Arizona Gov. Doug Ducey is leading an effort to get rid of the state's burdensome occupational licensing laws, which he says cost many ordinary professionals hundreds of dollars and subject them to frustrating and unnecessary bureaucracy.
Studies have shown that nearly one in three jobs in America are subject to stringent occupational licensing laws, with Arizona being one of the most strictly regulated, hindering professional employment and deterring individuals from starting their own businesses.
Ducey, 54, a Republican originally from Ohio who succeeded the GOP's Jan Brewer as Arizona's governor in 2015, said it’s time to get rid of the laws that cost on average of $455 in fees and almost 600 days of education and experience, according to Reason magazine.

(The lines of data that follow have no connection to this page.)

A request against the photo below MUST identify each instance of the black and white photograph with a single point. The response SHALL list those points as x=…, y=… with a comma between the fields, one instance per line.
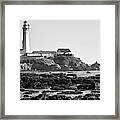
x=59, y=60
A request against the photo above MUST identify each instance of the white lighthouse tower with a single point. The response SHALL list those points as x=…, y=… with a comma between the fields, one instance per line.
x=25, y=41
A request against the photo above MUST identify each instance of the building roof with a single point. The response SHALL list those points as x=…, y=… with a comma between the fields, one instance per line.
x=63, y=50
x=44, y=52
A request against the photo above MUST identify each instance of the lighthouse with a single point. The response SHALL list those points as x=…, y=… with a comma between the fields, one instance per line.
x=25, y=41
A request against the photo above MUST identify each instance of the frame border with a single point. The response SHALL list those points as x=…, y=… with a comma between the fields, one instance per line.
x=60, y=2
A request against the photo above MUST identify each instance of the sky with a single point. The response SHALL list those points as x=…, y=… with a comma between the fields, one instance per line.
x=82, y=37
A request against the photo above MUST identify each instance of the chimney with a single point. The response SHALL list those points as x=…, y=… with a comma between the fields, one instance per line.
x=25, y=42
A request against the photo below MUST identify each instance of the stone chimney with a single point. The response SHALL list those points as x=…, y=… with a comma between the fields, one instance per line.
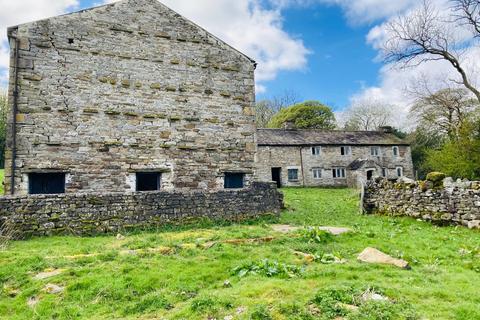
x=289, y=125
x=386, y=129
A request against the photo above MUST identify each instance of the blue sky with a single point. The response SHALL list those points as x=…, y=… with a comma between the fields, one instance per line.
x=341, y=62
x=323, y=50
x=319, y=54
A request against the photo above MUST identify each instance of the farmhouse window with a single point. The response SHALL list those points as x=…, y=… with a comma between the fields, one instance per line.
x=346, y=151
x=317, y=173
x=395, y=151
x=148, y=181
x=46, y=183
x=400, y=171
x=292, y=174
x=339, y=173
x=234, y=180
x=384, y=172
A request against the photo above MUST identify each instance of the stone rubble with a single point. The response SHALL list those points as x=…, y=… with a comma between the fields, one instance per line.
x=372, y=255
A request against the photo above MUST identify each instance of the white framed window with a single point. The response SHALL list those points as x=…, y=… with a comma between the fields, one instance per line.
x=400, y=171
x=316, y=151
x=339, y=173
x=346, y=151
x=375, y=151
x=317, y=173
x=292, y=174
x=396, y=151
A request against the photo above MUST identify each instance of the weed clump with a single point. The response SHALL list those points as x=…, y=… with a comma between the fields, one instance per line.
x=315, y=234
x=269, y=269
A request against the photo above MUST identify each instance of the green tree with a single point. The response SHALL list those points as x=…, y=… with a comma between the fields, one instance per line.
x=422, y=142
x=459, y=158
x=306, y=115
x=3, y=127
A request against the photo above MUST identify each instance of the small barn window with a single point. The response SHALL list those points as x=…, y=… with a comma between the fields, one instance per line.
x=400, y=171
x=234, y=180
x=316, y=151
x=346, y=151
x=46, y=183
x=292, y=174
x=148, y=181
x=396, y=152
x=339, y=173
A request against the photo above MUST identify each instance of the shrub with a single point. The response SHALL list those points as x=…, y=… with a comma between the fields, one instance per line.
x=306, y=115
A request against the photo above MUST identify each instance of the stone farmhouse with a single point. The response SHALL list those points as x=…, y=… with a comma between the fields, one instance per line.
x=313, y=158
x=129, y=96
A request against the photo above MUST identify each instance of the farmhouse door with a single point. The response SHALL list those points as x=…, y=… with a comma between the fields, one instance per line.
x=277, y=176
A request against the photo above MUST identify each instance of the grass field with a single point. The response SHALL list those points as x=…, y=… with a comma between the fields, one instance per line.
x=1, y=181
x=180, y=274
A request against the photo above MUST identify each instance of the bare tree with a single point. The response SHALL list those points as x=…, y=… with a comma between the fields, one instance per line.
x=468, y=14
x=445, y=111
x=368, y=115
x=427, y=35
x=266, y=109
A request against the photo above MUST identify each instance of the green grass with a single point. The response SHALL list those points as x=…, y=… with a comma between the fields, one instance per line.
x=2, y=172
x=189, y=283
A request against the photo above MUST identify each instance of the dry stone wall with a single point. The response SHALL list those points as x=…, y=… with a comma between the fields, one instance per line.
x=86, y=214
x=454, y=202
x=127, y=87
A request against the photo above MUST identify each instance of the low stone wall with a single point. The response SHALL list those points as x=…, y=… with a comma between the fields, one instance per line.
x=86, y=214
x=453, y=203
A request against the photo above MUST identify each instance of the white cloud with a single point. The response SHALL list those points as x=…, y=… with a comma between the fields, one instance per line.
x=251, y=28
x=244, y=24
x=358, y=11
x=396, y=84
x=20, y=11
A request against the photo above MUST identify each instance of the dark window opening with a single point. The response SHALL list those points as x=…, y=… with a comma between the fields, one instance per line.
x=292, y=174
x=316, y=151
x=369, y=175
x=339, y=173
x=46, y=183
x=384, y=172
x=148, y=181
x=234, y=180
x=277, y=176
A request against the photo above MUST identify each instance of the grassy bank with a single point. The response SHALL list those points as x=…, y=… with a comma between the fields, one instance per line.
x=2, y=172
x=214, y=272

“Our focus [has been] on improving that structure of government and really stopping the bullies that were part of the boards and commissions,” he told the libertarian magazine.
“Our focus [has been] on improving that structure of government and really stopping the bullies that were part of the boards and commissions.”
The governor is backing a measure that would allow Arizona to recognize occupational licenses granted by other states.
“Just because somebody packs up that moving van in Chicago, Illinois, they don't lose their skills on the way to the state of Arizona,” Ducey explained. “Why should somebody have to suffer the burden of thousands of dollars, or weeks or months of recertification, in a skill that they already have?”
“Just because somebody packs up that moving van in Chicago, Illinois, they don't lose their skills on the way to the state of Arizona.”
But Democratic critics say the bill could drive down professional standards in the state, by attracting people who experience licensing problems elsewhere.
“My issue is that we don't really know what the standards are in these other states,” Democratic state Rep. Pamela Powers Hannley told Reason. “Why should we dumb down our standards? I see this as sort of deregulation for the sake of deregulation.”
Yet the measure addresses the problems raised by the critics, explicitly noting that only people who have no problems in other states or a disqualifying criminal history would be able to transfer their occupational licenses to Arizona.
Some professionals may still have to take tests, if required, to make sure they are familiar and understand Arizona laws related to their occupation.
“I think it's important that we remember who the voters are and who the citizens are and we're here to serve them,” Ducey says. “Too many of these boards and commissions exist to stop competition, to stifle and protect the status quo. And we're changing that in Arizona.”